For years, June was one of my favorite months. June was like Friday for the working people, marking the beginning of a long-awaited break. Linden trees lining the streets in the neighborhood blossomed and their sweet smell offered the promises of long, summer days filled with adventure and hope, as another school year ended.
June 15 was Mother’s birthday that opened the season of numerous summer birthdays in the family. Today would have been her 75th birthday. But this time our living room will not be filled with her friends from the city choir harmonizing Russian ballads, Serbian town songs and French chansons. No one will have to carry trays precariously spaced with tiny porcelain cups of Turkish coffee and slender stemmed crystal glasses filled to the brim with Mother’s home-made cherry brandy. We will not have to fret if we brought the pastries right on time for she won’t be there to cast a warning glance our way.
Last year I wished Mother a happy birthday on Skype. I was in California, and she was too weak to turn her webcam on. Three weeks later the girls and I arrived to Serbia, and I managed to plant a big birthday kiss on her sunken cheek. A few days later she left us forever, while my sister and I held her hands and my brother stood at the the foot of her bed. It was inevitable. It was a relief for her. It was a merciful end to a battle she fought valiantly until the last day.
I wish that I could click her name on Skype and hear her voice again. I wish she could have lived to see the photos of Nina’s graduation from UC Berkeley I posted on Facebook. I wish she could have heard Zoe’s Lady Macbeth monologue. I wish she could have read Anya’s most recent short story. And I wish she had left in peace, knowing that I would be fine, trusting that I was strong enough to make a new start in my life.
I miss my “Mamicken” every day. And every day I think of her.
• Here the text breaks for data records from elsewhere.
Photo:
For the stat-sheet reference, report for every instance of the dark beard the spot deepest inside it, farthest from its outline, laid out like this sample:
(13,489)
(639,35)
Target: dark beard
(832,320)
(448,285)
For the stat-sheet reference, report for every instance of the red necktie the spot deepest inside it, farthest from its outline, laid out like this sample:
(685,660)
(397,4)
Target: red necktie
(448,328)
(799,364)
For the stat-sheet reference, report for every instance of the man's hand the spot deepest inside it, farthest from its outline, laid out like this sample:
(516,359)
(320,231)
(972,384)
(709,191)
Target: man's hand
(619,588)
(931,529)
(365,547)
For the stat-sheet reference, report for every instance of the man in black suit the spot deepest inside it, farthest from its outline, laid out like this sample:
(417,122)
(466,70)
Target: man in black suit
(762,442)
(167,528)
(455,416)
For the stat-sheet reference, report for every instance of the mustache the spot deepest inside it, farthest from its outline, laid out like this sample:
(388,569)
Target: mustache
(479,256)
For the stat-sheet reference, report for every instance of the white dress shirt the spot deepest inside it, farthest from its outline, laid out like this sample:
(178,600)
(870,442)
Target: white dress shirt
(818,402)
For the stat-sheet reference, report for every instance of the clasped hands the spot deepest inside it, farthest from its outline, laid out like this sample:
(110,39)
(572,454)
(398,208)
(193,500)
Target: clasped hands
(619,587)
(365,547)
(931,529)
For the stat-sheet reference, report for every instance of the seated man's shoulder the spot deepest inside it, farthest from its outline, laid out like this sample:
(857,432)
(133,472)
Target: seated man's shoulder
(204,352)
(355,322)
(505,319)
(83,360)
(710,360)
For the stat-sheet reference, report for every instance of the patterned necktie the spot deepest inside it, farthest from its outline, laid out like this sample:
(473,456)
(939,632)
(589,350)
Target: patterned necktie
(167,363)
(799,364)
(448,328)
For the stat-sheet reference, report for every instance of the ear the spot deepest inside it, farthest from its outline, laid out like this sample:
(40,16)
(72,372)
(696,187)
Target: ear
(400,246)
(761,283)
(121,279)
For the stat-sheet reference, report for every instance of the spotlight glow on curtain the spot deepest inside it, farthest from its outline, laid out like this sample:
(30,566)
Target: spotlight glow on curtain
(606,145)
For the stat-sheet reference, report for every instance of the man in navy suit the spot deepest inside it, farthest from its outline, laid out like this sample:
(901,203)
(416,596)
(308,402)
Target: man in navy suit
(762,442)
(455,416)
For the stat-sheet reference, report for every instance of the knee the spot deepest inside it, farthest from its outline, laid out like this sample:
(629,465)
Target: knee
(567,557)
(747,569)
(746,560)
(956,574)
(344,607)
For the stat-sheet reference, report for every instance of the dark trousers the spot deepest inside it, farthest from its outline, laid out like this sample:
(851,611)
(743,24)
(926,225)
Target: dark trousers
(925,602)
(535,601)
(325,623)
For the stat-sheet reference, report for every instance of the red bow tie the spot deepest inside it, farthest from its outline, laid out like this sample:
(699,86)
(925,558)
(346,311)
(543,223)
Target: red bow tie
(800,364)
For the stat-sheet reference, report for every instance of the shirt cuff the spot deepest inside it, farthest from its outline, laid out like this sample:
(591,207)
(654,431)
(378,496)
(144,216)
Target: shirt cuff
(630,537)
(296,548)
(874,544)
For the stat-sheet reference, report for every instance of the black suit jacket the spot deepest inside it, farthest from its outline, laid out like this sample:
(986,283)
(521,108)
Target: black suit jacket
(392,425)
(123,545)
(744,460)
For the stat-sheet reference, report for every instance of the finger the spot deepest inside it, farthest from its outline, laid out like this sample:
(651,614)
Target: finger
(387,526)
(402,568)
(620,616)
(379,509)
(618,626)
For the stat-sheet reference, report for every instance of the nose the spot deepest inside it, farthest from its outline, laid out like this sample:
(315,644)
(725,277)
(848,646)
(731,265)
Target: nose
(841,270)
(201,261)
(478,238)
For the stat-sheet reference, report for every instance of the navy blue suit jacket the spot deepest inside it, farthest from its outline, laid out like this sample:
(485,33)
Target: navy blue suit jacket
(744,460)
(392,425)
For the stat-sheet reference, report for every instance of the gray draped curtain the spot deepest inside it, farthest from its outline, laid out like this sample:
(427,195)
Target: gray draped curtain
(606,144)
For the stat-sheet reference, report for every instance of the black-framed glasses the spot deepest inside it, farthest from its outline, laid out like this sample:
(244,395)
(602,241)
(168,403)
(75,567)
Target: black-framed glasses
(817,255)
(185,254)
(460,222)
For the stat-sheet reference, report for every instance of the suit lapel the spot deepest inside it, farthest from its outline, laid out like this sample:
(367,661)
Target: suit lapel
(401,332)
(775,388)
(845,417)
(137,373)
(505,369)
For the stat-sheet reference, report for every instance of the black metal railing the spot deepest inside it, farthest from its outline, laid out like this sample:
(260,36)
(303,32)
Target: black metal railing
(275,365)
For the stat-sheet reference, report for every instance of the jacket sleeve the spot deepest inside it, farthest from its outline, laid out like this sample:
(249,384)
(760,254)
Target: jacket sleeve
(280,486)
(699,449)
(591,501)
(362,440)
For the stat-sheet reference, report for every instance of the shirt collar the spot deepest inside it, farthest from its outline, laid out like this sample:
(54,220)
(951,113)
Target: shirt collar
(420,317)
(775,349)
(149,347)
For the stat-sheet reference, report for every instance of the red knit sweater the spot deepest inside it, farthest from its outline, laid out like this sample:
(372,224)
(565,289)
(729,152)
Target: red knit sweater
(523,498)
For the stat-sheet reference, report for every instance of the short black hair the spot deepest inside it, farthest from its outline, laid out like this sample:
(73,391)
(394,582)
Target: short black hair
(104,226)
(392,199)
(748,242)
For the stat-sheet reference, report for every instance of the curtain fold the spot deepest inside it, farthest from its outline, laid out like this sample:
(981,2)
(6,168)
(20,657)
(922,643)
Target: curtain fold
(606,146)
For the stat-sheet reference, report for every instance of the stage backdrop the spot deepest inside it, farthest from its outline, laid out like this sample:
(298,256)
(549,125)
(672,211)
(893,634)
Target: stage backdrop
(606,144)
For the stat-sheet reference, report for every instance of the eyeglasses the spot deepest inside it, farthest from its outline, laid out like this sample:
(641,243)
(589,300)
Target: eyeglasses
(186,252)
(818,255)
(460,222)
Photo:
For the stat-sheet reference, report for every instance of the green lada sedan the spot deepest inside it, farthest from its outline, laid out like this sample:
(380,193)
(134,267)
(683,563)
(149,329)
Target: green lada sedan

Yes, I cry sometimes, craving her words and yearning for her hug. But most of the times I smile, finding her traces in our everyday life, in my admonishing the girls, in their desire to keep all the sweaters she knitted for them, in the dishes I prepare, in the smiles I offer to neighbors… Today is her birthday and even though she is not with us any more, I know that she is hovering around, reminding me to look after myself, caressing the girls’ hair, and singing softly, with her perfect pitch, telling me that everything will be fine with the world. And I believe her.